Мистер Дэвис трясся, словно в пляске святого Вита. Он сказал:
– Какой она вам друг! Почему здесь полиция, если она не… Кто еще мог знать?
Ворон сказал:
– Вас стоит пристрелить за одно это. Она со мной по-честному.
– Ну да, – завизжал в ответ мистер Дэвис, – она же подружка полицейского. Из Скотленд-Ярда. Она же девчонка Матера.
И Ворон выстрелил. Со спокойствием отчаяния он расстрелял свой последний шанс на спасение, потратив две пули там, где было достаточно и одной, словно он хотел расстрелять весь мир в образе толстого, стонущего, истекающего кровью мистера Дэвиса. Да так оно и было. Ибо мир человека – это его жизнь, и Ворон расстреливал свою жизнь: самоубийство матери; годы одиночества в приюте; войну между шайками на бегах; смерть Змея, и старого министра, и той женщины. Другого пути не было: он испробовал путь исповедальный и потерпел неудачу, а причина была все та же. Нет никого за пределами собственного мозга, кому можно было бы довериться, ни единого человека – ни врача, ни священника, ни женщины.
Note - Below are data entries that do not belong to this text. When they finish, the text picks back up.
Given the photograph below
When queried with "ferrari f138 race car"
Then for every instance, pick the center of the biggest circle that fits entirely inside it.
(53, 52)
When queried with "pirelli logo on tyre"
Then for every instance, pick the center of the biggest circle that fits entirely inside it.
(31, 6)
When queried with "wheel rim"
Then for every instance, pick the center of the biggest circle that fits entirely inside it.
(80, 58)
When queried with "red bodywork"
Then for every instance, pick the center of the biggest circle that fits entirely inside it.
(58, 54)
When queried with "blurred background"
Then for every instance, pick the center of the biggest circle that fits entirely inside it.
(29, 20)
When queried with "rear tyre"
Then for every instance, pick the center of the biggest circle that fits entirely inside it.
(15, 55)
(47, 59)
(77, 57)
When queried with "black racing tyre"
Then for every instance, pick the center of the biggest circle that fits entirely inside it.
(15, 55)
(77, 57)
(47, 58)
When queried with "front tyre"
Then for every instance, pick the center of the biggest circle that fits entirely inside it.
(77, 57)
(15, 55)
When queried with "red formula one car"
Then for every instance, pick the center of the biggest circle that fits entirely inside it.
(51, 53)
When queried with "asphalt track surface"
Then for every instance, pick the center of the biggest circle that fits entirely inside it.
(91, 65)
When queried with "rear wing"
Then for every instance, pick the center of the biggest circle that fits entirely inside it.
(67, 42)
Взвыла сирена, неся городу весть о том, что ложная тревога окончена, и тотчас же церковные колокола забили, заиграли мощный рождественский гимн; лисицы имеют норы, и птицы небесные – гнезда, а Сын Человеческий1… Пуля раздробила дверной замок. Ворон с пистолетом, нацеленным так, чтобы попасть входящему в живот, сказал:
– Есть там у вас подонок по имени Матер? Пусть держится подальше отсюда.
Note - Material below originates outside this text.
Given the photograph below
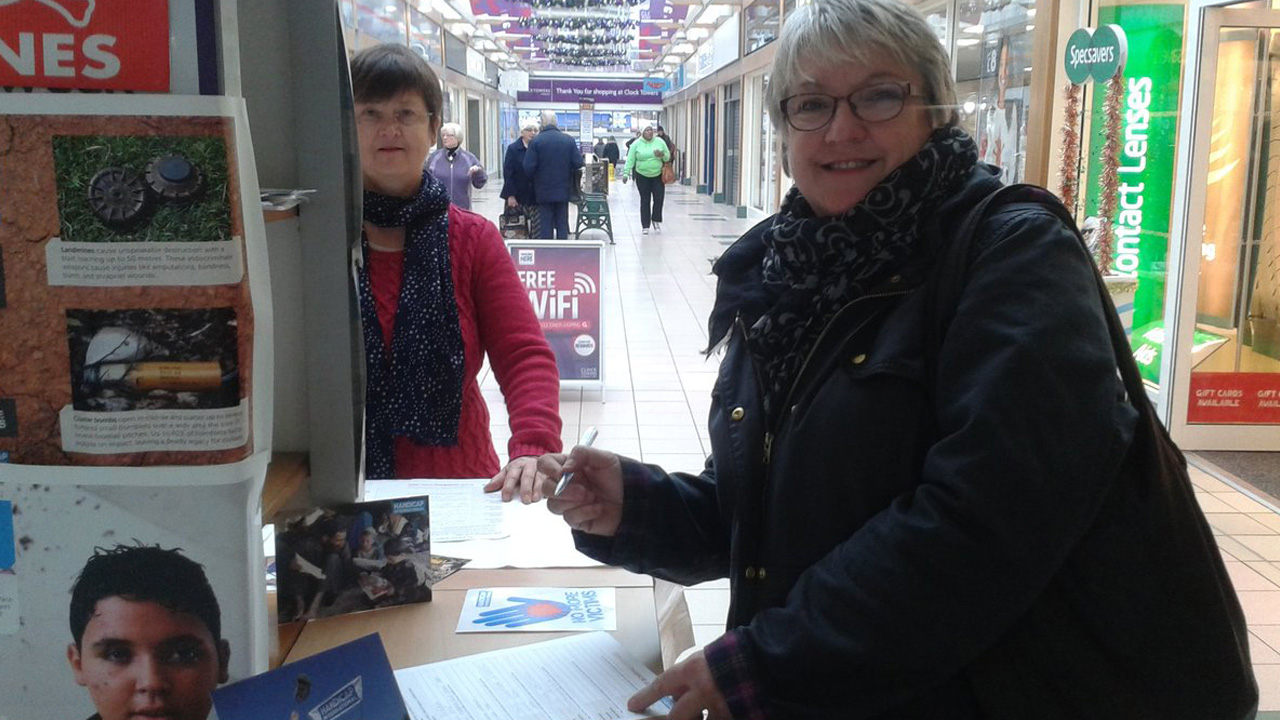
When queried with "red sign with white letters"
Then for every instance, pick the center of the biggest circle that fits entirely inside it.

Ожидая, пока отворится дверь, он не мог не вспоминать о прошлом. Он не различал деталей: все слилось в одну туманную картину, но именно она создавала это настроение ума, эту атмосферу требовательного ожидания последнего отмщения: песня над темной улицей, над мокрой слякотью ночи – «Говорят, это только подснежник из Гренландии кто-то привез…»; хорошо поставленный, обезличенный голос пожилого профессора, читающего строки из «Мод» – «О Боже, если б мы могли на краткий миг, единый час…», когда Ворон стоял в пустом гараже и лед в его сердце таял, причиняя такую боль; и удивительное чувство, словно он пересекает границу страны, куда прежде не ступала его нога и откуда он не в силах будет уйти; девчонка в кафе, утверждающая – «Он насквозь урод, и внутри и снаружи…», гипсовый Младенец на руках у Матери, которого ждет предательство, плети и крест. Она говорила: «Я вам друг. Можете мне довериться».